If Squamish wants to become the next Silicon Valley, it needs to create a vibrant downtown, local business owners say.
On a technical basis Squamish is ready to go, Squamish Chamber of Commerce president Chris Pettingill told the District of Squamish's Economic Development Standing Committee on Tuesday (Nov. 20). Two fibre-optic communication wires run in and out of town and Internet connectivity is excellent in almost all areas, he said.
But the missing piece in drawing information technology (IT) companies up the Sea to Sky Highway is “vibrancy,” Pettingill said. After meeting with industry stakeholders, Squamish's lacklustre and quiet downtown serves as a disincentive, he said.
Squamish already has a busy IT community, but it's not visible, Pettingill added, noting that many local operations are run out of homes.
The municipality should head out into industry, grab a company, and say “this is the deal we have for you,” said Moe Freitag, Squamish-Lillooet Regional District Electoral Area D director. That's a page from the playbook of the Quebec city of Bromont. In an effort to attract IT investment, the community sold cheap land to stakeholders, Frietag said. Officials knew they were basically giving the land away, but we're confident that the businesses would in the end bring more to the community, he said.

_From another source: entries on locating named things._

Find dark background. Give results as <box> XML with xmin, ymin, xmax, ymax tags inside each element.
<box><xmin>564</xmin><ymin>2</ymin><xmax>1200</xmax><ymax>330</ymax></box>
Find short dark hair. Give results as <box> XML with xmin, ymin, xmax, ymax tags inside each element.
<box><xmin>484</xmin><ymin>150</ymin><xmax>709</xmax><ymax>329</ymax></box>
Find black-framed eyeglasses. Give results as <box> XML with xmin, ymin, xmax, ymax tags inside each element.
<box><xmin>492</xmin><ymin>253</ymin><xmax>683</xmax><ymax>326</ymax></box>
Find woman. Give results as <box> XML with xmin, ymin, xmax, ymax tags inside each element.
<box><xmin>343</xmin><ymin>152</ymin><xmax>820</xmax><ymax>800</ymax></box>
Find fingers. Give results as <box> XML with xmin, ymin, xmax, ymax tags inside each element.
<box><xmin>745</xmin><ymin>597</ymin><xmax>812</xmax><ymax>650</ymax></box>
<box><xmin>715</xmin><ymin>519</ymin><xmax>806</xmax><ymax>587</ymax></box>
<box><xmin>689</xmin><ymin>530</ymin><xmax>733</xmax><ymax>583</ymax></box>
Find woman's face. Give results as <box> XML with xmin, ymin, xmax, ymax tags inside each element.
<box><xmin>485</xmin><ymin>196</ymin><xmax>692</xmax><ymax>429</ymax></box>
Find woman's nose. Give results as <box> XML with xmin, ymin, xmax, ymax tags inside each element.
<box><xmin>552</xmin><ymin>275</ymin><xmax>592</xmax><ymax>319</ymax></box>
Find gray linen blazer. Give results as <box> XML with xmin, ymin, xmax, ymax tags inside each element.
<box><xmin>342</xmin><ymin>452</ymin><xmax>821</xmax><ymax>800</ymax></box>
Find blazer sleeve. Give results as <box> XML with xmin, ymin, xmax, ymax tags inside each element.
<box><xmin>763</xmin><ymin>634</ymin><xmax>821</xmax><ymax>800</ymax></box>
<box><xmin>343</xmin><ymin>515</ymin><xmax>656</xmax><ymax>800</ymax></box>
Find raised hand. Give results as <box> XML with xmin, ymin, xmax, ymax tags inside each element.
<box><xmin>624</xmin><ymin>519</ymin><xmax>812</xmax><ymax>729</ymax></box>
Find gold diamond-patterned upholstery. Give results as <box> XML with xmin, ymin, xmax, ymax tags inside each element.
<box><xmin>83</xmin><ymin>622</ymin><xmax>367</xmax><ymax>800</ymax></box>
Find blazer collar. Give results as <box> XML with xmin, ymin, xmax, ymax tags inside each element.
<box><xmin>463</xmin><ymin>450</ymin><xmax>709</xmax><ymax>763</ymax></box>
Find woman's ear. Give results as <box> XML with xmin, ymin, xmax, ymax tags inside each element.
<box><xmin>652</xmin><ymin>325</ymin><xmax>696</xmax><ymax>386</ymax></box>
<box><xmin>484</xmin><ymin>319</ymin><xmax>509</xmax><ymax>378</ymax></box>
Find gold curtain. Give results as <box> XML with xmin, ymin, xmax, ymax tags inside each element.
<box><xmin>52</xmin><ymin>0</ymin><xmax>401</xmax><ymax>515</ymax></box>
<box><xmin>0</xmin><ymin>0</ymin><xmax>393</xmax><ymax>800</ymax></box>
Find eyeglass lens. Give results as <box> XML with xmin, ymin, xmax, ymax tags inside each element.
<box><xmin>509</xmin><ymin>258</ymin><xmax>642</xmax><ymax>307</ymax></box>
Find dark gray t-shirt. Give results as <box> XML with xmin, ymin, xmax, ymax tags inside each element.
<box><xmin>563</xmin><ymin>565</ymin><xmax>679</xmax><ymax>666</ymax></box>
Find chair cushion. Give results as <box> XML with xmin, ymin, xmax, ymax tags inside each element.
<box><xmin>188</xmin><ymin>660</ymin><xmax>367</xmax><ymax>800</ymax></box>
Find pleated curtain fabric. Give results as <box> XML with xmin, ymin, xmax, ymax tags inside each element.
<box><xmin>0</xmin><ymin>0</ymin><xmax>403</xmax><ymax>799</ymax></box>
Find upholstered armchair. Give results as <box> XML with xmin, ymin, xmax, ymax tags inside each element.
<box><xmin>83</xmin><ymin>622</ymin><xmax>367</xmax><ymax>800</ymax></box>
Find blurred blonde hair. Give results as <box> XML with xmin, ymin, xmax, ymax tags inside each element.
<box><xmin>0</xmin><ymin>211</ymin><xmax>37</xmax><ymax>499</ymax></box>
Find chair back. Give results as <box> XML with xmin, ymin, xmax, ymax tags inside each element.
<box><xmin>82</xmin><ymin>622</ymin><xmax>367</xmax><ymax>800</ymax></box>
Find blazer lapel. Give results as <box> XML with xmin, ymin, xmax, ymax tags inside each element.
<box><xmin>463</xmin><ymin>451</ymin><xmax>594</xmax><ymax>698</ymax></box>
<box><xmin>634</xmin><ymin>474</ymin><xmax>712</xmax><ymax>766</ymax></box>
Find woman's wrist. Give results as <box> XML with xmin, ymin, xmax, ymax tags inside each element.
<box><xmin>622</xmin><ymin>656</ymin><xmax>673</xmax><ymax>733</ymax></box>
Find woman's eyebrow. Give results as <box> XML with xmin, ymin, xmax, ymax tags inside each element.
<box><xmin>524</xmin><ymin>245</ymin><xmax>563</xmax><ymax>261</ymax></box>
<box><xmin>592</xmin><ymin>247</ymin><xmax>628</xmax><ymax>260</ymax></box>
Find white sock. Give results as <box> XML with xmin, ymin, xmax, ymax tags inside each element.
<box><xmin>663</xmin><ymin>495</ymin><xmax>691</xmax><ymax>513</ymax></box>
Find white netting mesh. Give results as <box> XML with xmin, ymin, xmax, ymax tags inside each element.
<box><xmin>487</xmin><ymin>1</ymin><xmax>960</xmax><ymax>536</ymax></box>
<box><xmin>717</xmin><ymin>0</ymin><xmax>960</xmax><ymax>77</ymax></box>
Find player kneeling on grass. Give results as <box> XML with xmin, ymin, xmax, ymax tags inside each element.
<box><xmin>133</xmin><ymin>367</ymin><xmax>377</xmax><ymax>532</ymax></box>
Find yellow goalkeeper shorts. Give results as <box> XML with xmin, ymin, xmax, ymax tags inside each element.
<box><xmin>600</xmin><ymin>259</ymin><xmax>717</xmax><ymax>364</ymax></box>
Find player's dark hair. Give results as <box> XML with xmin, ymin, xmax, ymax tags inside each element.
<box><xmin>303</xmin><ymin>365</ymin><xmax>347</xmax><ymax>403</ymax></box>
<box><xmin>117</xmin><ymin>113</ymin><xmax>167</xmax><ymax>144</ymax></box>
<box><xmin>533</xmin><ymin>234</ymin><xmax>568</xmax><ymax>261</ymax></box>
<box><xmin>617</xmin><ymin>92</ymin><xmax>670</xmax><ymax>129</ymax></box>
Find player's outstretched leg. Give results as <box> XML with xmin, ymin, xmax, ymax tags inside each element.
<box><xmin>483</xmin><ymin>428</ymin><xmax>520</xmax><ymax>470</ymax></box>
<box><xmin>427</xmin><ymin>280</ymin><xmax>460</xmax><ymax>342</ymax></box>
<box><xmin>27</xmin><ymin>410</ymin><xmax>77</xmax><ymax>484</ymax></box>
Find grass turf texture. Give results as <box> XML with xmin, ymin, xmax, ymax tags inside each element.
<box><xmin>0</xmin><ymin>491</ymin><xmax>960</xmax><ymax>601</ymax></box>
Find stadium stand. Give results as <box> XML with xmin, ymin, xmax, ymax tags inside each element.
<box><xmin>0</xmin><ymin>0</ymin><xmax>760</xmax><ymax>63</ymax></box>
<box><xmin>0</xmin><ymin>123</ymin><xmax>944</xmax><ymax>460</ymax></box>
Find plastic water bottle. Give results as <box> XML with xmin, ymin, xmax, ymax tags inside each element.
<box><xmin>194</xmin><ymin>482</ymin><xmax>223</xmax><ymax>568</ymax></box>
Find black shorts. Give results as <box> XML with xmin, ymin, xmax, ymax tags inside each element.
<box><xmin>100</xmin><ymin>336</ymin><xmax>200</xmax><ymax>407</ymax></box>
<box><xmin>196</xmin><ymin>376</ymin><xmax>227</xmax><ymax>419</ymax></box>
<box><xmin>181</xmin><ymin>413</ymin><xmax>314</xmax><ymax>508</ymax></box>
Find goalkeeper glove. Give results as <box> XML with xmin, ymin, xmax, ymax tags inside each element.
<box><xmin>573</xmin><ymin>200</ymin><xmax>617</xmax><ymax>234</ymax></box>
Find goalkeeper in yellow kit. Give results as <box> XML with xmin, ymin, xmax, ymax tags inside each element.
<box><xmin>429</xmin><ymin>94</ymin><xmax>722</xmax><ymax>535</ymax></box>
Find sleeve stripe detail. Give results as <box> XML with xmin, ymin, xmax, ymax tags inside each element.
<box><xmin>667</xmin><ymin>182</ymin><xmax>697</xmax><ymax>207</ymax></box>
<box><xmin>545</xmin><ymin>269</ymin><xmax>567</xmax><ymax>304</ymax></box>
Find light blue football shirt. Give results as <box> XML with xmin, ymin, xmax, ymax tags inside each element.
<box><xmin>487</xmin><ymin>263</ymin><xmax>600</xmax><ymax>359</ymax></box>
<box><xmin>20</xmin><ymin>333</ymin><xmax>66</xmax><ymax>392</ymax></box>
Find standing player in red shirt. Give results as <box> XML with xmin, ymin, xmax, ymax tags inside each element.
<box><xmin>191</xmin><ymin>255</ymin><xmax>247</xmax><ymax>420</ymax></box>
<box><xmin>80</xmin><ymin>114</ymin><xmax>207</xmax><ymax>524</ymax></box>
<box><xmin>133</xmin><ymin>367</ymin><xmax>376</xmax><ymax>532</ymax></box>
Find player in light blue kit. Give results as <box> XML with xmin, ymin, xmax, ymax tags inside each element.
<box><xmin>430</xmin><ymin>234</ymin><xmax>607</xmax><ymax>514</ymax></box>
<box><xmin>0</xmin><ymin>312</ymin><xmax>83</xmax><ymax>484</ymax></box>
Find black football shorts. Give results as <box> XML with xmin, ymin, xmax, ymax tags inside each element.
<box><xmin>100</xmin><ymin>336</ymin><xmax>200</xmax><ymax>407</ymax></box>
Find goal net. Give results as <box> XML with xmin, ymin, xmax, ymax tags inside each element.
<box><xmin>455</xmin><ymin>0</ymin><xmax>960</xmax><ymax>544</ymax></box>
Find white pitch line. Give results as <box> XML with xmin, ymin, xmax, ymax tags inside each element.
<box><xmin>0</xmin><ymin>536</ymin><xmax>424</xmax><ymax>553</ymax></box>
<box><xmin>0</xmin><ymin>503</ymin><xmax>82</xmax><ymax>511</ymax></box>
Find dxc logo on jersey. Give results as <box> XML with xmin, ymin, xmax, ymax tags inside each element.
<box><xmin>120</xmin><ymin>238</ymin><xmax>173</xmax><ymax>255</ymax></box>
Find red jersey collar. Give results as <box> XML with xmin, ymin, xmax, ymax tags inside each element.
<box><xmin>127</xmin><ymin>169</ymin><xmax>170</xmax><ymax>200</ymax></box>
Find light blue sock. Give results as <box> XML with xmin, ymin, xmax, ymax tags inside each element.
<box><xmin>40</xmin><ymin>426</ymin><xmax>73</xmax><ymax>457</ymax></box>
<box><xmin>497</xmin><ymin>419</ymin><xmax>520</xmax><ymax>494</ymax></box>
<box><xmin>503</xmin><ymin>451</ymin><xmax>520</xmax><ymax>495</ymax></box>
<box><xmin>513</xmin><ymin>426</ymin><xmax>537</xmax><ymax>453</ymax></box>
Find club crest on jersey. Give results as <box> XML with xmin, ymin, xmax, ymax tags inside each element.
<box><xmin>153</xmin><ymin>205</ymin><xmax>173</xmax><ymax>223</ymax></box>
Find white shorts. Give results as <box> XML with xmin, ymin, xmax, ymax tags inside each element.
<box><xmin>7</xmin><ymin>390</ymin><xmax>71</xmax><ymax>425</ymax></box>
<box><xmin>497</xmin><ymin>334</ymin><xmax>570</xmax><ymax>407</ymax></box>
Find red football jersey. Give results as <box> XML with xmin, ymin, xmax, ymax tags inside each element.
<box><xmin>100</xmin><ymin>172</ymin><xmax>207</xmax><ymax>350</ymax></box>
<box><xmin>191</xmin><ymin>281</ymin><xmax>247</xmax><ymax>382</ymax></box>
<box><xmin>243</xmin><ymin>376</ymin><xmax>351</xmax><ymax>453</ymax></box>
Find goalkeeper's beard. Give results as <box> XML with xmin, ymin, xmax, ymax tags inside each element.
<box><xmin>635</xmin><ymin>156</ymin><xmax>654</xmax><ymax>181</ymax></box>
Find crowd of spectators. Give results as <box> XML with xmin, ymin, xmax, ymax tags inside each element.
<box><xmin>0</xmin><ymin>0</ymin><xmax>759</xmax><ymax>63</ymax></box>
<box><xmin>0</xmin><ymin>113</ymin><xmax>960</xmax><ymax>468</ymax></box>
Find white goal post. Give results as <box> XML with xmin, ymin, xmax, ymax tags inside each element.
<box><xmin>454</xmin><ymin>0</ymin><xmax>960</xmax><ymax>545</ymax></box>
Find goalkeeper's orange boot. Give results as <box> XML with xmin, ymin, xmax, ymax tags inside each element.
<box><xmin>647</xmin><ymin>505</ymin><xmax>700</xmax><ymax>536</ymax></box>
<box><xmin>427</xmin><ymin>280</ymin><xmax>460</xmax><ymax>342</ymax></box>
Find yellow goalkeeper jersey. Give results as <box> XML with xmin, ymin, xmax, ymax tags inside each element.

“You get it all back anyway,” Frietag said, citing revenue from municipal property taxes. “You get it back in different forms.”
Squamish doesn't have a nightlife, or late-night transit, said Kerry Brown, the director of Inside Edge, a not-for-profit association of Sea to Sky Corridor knowledge-based industry workers. Turning those two factors around would aid in attracting IT companies, he said, noting that within the industry, employees tend to work late nights.
District council acknowledges Squamish's downtown is an area that needs focus, Mayor Rob Kirkham said. Council is currently pulling together its strategic plan, he noted.
“What we are looking at saying is that this is our project [downtown Squamish], that is what we need to transform,” Kirkham said.